Here is Anne Thompson's report on NBC Nightly News on Nov. 18.

Norman Wirzba's book "Food & Faith: A Theology of Eating" (2011; Cambridge University Press, New York), is filled with ideas and quotes that I would love to send members of Congress, especially as we approach our national religious holiday of Thanksgiving. In chapter six , titled "Saying Grace," Wirzba writes of God's intention that food delight us and that to offer thanks "defines people as creatures who not only ingest and digest their food but relish it as a medium of life and love."

Wirzba then goes on to promote a culture of slow food and to excoriate the "fast food" way of life promoted in the media and supported by government structures.

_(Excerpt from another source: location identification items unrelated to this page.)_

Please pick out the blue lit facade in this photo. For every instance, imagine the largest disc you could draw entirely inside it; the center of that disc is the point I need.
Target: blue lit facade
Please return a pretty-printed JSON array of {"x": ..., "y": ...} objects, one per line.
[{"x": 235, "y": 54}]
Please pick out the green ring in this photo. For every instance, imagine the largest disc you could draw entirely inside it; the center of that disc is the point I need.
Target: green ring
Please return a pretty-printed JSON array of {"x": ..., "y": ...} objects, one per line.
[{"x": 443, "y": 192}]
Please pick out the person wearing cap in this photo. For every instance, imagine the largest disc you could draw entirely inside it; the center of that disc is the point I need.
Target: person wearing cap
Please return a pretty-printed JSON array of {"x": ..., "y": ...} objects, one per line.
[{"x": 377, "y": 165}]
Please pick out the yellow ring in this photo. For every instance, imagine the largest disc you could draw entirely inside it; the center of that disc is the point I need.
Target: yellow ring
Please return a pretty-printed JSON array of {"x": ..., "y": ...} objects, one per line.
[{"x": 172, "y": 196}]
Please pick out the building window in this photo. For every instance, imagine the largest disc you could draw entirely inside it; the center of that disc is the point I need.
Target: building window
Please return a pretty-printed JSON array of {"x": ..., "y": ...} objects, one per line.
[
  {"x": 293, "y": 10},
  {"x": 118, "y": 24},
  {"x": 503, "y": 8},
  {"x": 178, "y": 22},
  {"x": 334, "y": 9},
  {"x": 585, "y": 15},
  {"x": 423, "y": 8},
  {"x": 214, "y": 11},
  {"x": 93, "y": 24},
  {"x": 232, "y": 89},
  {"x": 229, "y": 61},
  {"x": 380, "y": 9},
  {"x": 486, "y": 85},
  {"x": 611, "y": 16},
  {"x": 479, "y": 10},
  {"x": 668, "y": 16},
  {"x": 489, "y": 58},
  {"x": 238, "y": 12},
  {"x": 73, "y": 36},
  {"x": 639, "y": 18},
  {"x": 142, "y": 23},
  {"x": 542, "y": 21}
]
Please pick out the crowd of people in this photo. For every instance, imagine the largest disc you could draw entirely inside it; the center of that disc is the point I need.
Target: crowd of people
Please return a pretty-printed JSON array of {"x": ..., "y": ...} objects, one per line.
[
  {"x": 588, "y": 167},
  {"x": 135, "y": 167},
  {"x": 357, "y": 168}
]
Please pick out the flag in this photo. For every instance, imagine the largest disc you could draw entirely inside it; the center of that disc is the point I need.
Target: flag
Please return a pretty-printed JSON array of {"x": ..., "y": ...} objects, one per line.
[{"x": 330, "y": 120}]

He quotes Eric Schlosser ("Fast Food nation; 2001): "Fast food does not facilitate or encourage contemplation, nor does it promote an affectionate regard for what is eaten. Fast food is an industrial product in which ingredients are chosen because they can be efficiently and profitably grown, readily manipulated and recombined, easily transported and stored, and then mindlessly prepared. It is food that has been cheapened and made as uniform and ubiquitous as possible. In it there is little respect for eaters, food providers, cooks, or the animals and plants eaten."

Then Friday, on the way home from seeing "Twilight" and "Happy Feet 2," I was listening to a commentary on NPR's "All Things Considered" about a new hybrid apple, the "Sweet Tango." To grow this new apple, farmers must apply for a license from a consortium (if they don't like you they will deny your application) and then only sell back to the consortium.

The patenting of life continues, as does the commoditization of food and the objectification of those persons who consume it.
Pizza can taste very good, but not even the U.S. Congress can redefine it as a vegetable.

Yet as Wirzba says on page 5: "The way we think about food depends on how we name and narrate the world in which we eat."